Solution: Working with wanderlust makes it difficult to find true job satisfaction. Afterall, if you are always looking for the next opportunity, you are not allowing yourself to appreciate what you currently have. When you start feeling restlessness and ready to tackle a new adventure, take a moment to write a list of the reasons that you chose to apply for your current role and what you like about the direction your career has taken. It is also worth mentioning that job satisfaction often comes from the relationships that you form with your coworkers. Constantly switching jobs makes it practically impossible to form those crucial bonds that lead to job satisfaction. As a result, the next time that you are feeling restless in your career, go and grab coffee with a team member and work on forming those friendships that will make your current job worth sticking around for.
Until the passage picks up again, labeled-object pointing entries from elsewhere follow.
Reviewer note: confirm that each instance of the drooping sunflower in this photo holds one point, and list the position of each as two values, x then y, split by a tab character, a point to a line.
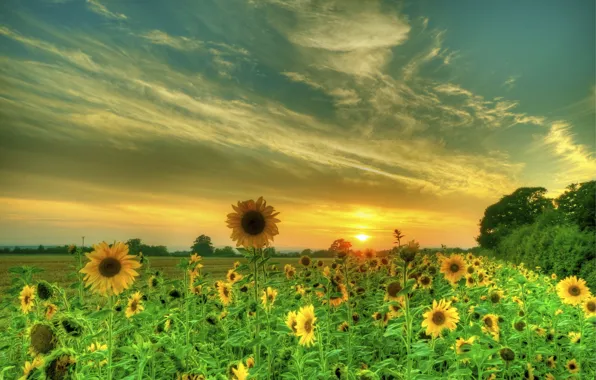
135	305
440	316
51	309
240	372
305	325
27	297
491	324
589	307
268	297
572	366
572	290
233	276
43	339
253	223
425	282
110	269
291	321
225	293
453	268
Problem: Changing jobs too frequently makes you unmarketable…

Solution: Once you have given into career wanderlust a few times, the question of commitment will inevitably start becoming a topic of conversation in interviews. Interviewers will be wondering if you are capable of committing to a job or if hiring you will end up being a costly mistake for their company. The solution to this problem is relatively simple- don’t switch jobs more frequently than once every two years. For those with career wanderlust, this is no easy task; however, it will make you more marketable when the right opportunities come along.

Wanderlust and the desire to seek out new opportunities can be a strength in your professional life if you don’t allow it to get the best of you. Be intentional with how frequently you make career changes to keep yourself on your chosen career path.